Forty-four percent of medical schools have tenure and promotion policies that reward scholarship on "diversity, inclusion, and equity." Seventy percent make students take a course on "diversity, inclusion, or cultural competence." And 79 percent require that all hiring committees receive "unconscious bias" training or include "equity advisors"—people whose job it is to ensure diversity among the faculty.
Those are just some of the findings from a new report by the Association of American Medical Colleges, which together with the American Medical Association accredits every medical school in the United States. The report, "The Power of Collective Action: Assessing and Advancing Diversity, Equity, and Inclusion Efforts at AAMC Medical Schools," is based on a survey of 101 medical school deans—representing nearly two thirds of American medical schools—who were given a list of diversity policies and asked to indicate which ones they had implemented.
The results paint a striking portrait of ideological capture: At many medical schools, concerns about social justice have saturated every layer of institutional decision-making, particularly the hiring and admissions process, a trend some doctors say will undermine meritocracy and endanger patients.
The report indicates that more than a third of medical schools offer extra funding to departments that hit diversity targets, half require job applicants to submit diversity statements, and over two thirds "require departments/units to assemble a diverse pool of candidates for faculty positions."
In addition, every school reported using a "holistic admissions" process—a euphemism for affirmative action—that assessed applicants’ grades and test scores in light of their race, lowering the academic bar for groups "underrepresented in medicine."
"We’re dealing with life and death here," said Jeff Singer, a general surgeon from Arizona. "I want to know that my doctor got their degree because they are smart and know what they’re doing."
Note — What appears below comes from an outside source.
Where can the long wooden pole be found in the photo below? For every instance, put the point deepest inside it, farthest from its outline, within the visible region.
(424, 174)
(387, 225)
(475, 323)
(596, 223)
Released November 10, the report comes in the wake of a yearlong campaign by the Association of American Medical Colleges to inject "diversity, equity, and inclusion" into the accreditation process. A year ago, the group put out guidelines calling meritocracy a "malignant narrative," a view critics said at the time would lower admissions standards and endanger lives. And in July, it required all medical schools to incorporate "diversity, equity, and inclusion" lessons into their curricula, stating that they should impart a "critical understanding of unjust systems of oppressions."
The survey appears to have been part of that campaign. All schools that completed it received a score grading their DEI efforts, which marked any policies not implemented as "areas for improvements." One of the best uses of the survey, the report said, is for schools to show that they are meeting the "accreditation requirements for DEI."
Feeling the heat of those requirements, medical schools have lowered standards for all students, even the top-performers, to avert a scenario in which dropout rates explode. "Once you take in a cohort of students who struggle, you have to ratchet down the entire curriculum," said Stanley Goldfarb, a professor at University of Pennsylvania Medical School, a Washington Free Beacon enthusiast, and the father of Free Beacon chairman Michael Goldfarb. "So everyone gets through with much less rigorous courses."
Several doctors also voiced concern about mandating DEI coursework, which they said would leave less time for other, more essential subjects.
"If you’re bleeding out from a gunshot wound, you need the doctor who knows how to save your life, not the one who can tell you about implicit bias," said Laura Morgan, a nurse in Dallas, Texas, who lost her job at a teaching hospital, Baylor Scott & White Health, after she refused, in a recent diversity training, to affirm that all white people were racist.
The Association of American Medical Colleges told the Free Beacon that it supports all of the policies listed in the report, arguing that they "contribute to a diverse, equitable, and inclusive culture and climate for students, faculty, staff, and administrators."
"Our member medical schools and teaching hospitals have an obligation to address the factors that drive racism and bias in health care," said David Acosta, the group’s chief diversity officer.
Not all of these policies are entirely new. "Culturally responsive care," the idea that doctors should have some fluency in their patients’ values and upbringing, has been a staple of medical education since the 1970s, Goldfarb and Singer said, and—in moderation—is an appropriate thing to teach.
But, Goldfarb added, that is a far cry from requiring entire courses on "cultural competence."
"All this can be done in two lectures," Goldfarb said. "The problem is that it inevitably expands."
The report suggests that medical schools are sinking significant time and energy into their diversity initiatives. Beyond changing the curriculum and hiring process, 75 percent of surveyed medical schools have advocated for legislation related to "diversity, equity, and inclusion," and 81 percent have modified "communications, branding, icons, or displays that may be perceived as noninclusive."
Schools are also collecting detailed demographic data on their faculty members and students—an ostensibly neutral practice that has been leveraged for ideological ends. Hiring committees often keep track of faculty promotions by race and gender, the report notes, then use that information to ensure "equity is maintained in advancement decisions."
All told, 85 percent of schools said they’d used "demographic data to promote change within the institution."
Eventually, the report implies, that number should be 100 percent. Medical schools are "creating a holistic strategy where DEI is integrated into all operations and mission areas," the report says. "The findings in this report prompt further exploration of how effective DEI practices can be embedded into the entire infrastructure of medical schools."